November 12, 2008 - Wireless cardiac device remote monitoring company BIOTRONIK said data presented at the American Heart Association (AHA) 2008 Scientific Sessions shows remote monitoring of its implantable cardioverter defibrillators (ICD) is a safe and effective alternative to conventional in-office follow-up care, which helps reduce the burden on capacity-constrained cardiac centers.

Developed by a steering committee of U.S. electrophysiologists and enrolling 1,443 patients in 105 North American sites, TRUST (Lumos-T Safely Reduces Routine Office Device Follow Up) is the first and largest study to test remote monitoring and fewer scheduled office visits in a prospective, randomized trial. The study used BIOTRONIK Home Monitoring, an automatic, wireless system that does not require patient activation. It performs daily telemetric surveillance of the patient and the technical status of the implanted device.
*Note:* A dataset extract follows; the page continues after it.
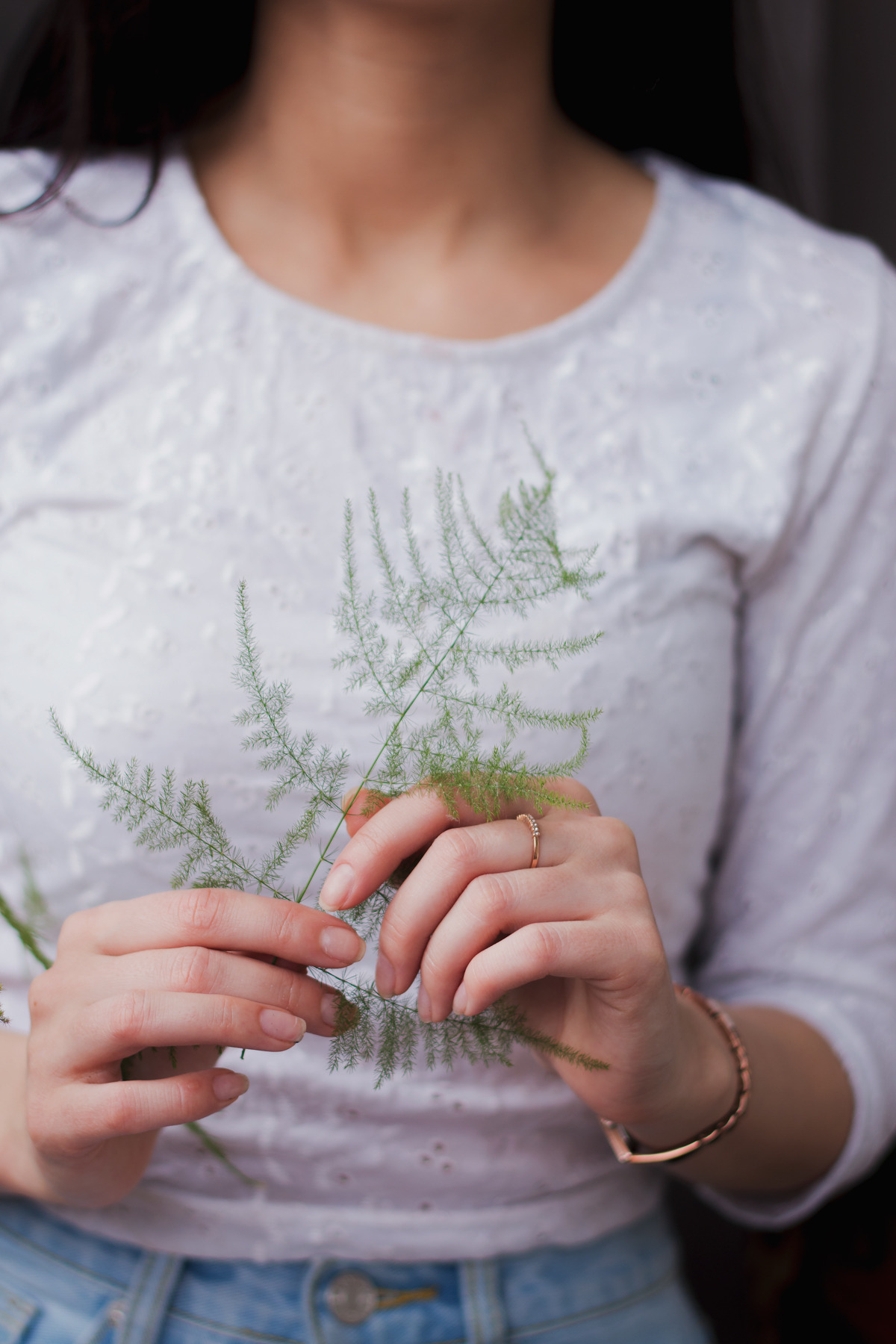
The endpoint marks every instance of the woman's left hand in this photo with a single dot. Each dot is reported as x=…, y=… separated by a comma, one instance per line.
x=573, y=941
"The data demonstrates that the BIOTRONIK Home Monitoring system safely reduces the need for conventional in-office visits, while improving follow-up adherence, and enables earlier evaluation of clinically relevant cardiovascular events," said Niraj Varma, M.D., TRUST principal investigator, Cleveland Clinic. "Based on the results from this large-scale clinical trial, I believe remote monitoring may improve the way physicians care for patients with implanted cardiac devices."

In comparison with the control group of patients enrolled in conventional in-office follow up, clinical trial data from TRUST show that remote monitoring reduces the number of in-office follow-up visits, while maintaining patient safety, leads to earlier detection of arrhythmic events, and drives efficient use of clinic time.

Eighty-nine percent of remote monitoring alerts were managed remotely and required no follow-up office visit. About 30 percent of unscheduled office visits among patients in both the control and study groups required physician interaction and were considered "actionable." However, unscheduled office visits that were triggered by the remote monitoring system nearly doubled the rate of treatment; more than 51 percent led to some action by the clinician, making better use of clinic time.

"The study results show that remote monitoring facilitates follow-up care and, very importantly, enhances patient safety, which can provide patients with additional security," said Andrew Epstein, M.D., TRUST principal investigator and professor of medicine in the division of cardiovascular disease at the University of Alabama at Birmingham.

"Decreasing the number of non-actionable, scheduled and unscheduled office visits through remote monitoring will ease the pressure of overloaded follow-up cardiac clinics. This will permit physicians to focus on patients who actually require intervention," said Charles Love, M.D., TRUST principal investigator and director of arrhythmia device services and associate investigator, Dorothy M. Davis Heart & Lung Research Institute at The Ohio State University Medical Center.